Monday, October 19, 2020

Fundamental Concept of Operating Systems

 

An operating system is simply an interface for the user (whether human being or program) to interact with the hardware of a computer. The major functions of an OS are Storage management, memory management, Protection and Security, and Process Management. Protection and security are responsible for protecting the computer by limiting access to certain files, and security is responsible for guarding the system from attack either internally or externally. Process management is responsible for managing the CPU and managing processes being executed, suspended, synchronized, or communicated with. Memory management keeps track of which parts of memory are in use and who is using it. It also decided who gets to use the memory and allocates as necessary.

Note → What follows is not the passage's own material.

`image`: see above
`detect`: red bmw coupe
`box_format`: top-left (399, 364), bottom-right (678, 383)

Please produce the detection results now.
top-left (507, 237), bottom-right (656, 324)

Storage management is broken into a few nodes. File system management keeps charge of the file system, creating and deleting files and directories to organize files, as well as mapping files into secondary storage. Mass storage management takes charge of free space and storage allocation and disk scheduling. Caching is the mean by which the system uses memory to optimize performance. Basically, these few systems make up the base for a functioning OS.

Underlying the OS are some system services that are pivotal to the operation of the OS. These services provide an environment for programmers and users to access the functionality of the parts of the OS. I have outlined these in the concept map below.

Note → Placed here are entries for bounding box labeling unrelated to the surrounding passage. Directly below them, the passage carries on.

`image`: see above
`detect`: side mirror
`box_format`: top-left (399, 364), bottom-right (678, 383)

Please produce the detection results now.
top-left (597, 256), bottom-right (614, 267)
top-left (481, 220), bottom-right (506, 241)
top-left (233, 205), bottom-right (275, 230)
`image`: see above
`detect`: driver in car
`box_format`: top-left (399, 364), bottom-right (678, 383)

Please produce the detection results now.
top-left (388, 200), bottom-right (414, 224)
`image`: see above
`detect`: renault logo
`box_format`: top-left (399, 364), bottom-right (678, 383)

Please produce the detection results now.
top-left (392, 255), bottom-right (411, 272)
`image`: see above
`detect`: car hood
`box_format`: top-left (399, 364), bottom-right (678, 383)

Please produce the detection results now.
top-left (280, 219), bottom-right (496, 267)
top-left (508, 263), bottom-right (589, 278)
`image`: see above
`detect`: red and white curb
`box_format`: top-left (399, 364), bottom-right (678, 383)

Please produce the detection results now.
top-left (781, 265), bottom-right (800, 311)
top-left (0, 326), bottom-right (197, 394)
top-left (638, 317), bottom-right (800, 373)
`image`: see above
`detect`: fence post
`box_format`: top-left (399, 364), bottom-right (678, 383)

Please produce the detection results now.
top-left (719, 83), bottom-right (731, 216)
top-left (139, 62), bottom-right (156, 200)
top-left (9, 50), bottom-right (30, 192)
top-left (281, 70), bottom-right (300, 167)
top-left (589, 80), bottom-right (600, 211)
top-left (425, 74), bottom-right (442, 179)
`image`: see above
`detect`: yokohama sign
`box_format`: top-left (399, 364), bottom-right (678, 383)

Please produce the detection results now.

A program is a stagnant state object that is waiting to be executed. Think of it as code that is written, but it is just words. You need a complier to make it a process. Better yet, a cookbook is only paper, but when you work one of the recipes it becomes food. So, cooking is a process and the cookbook is the program.

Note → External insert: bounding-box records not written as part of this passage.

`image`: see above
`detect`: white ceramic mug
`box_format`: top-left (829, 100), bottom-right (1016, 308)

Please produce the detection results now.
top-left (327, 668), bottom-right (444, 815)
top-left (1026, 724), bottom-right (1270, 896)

A process is an active entity and has 5 distinct states: new, ready, running, waiting, and terminated. It was funny to me to spend so much time on each of these states. Why? Because they seem overtly obvious. The naming of the states could not have been more common. It would have been like naming Florida, Sunny, or Nebraska, Flat. New is changing from program to process (getting started), ready getting ready to run by having resources assigned to the process, running is well… running, waiting is waiting for some type of I/O to happen (press yes or no) and terminated is we’re done here.

The process control block (PCB) is responsible for coordinating the moving of a process through these states. It is additionally responsible for coordinating the resources during each state. It controls the state, increments the program counter, manages the CPU registers, CPU scheduling, accounting (funny way of saying all the “numbers” stuff, like time or process numbers), I/O status (info on the physical resources allocated to the process), and memory management. So, it does a lot.

Threads are such a huge part of the modern computer it is strange how quickly they can be defined, but how much time the text spent talking about them. Perhaps I missed a lot of what it was saying but I got the ideas. There are two type of threading (if that’s the right word) single and multi. Ironically, you would think that multi-threading is the best and you’d be right for most computing that requires human interaction. A single-thread process may be ideal in some embedded applications, but for the most part multi-thread is the way we go. Think of them like this, if you need to tell your entire company about an upcoming event and you chose to send an email about it. If you chose single-thread you need to send an individual email to each person in the company. Likewise, if you chose multi-thread you simply select copy everyone to a single email. I really feel like I oversimplified this, so there are parts to each thread; the code, data, files, registers, stack, and the thread itself. Single-thread has one of each, multi-threads share a stack and registers. So, the overhead of the multi-thread is spread out across several resources allowing parallel processing==increased performance and happier users.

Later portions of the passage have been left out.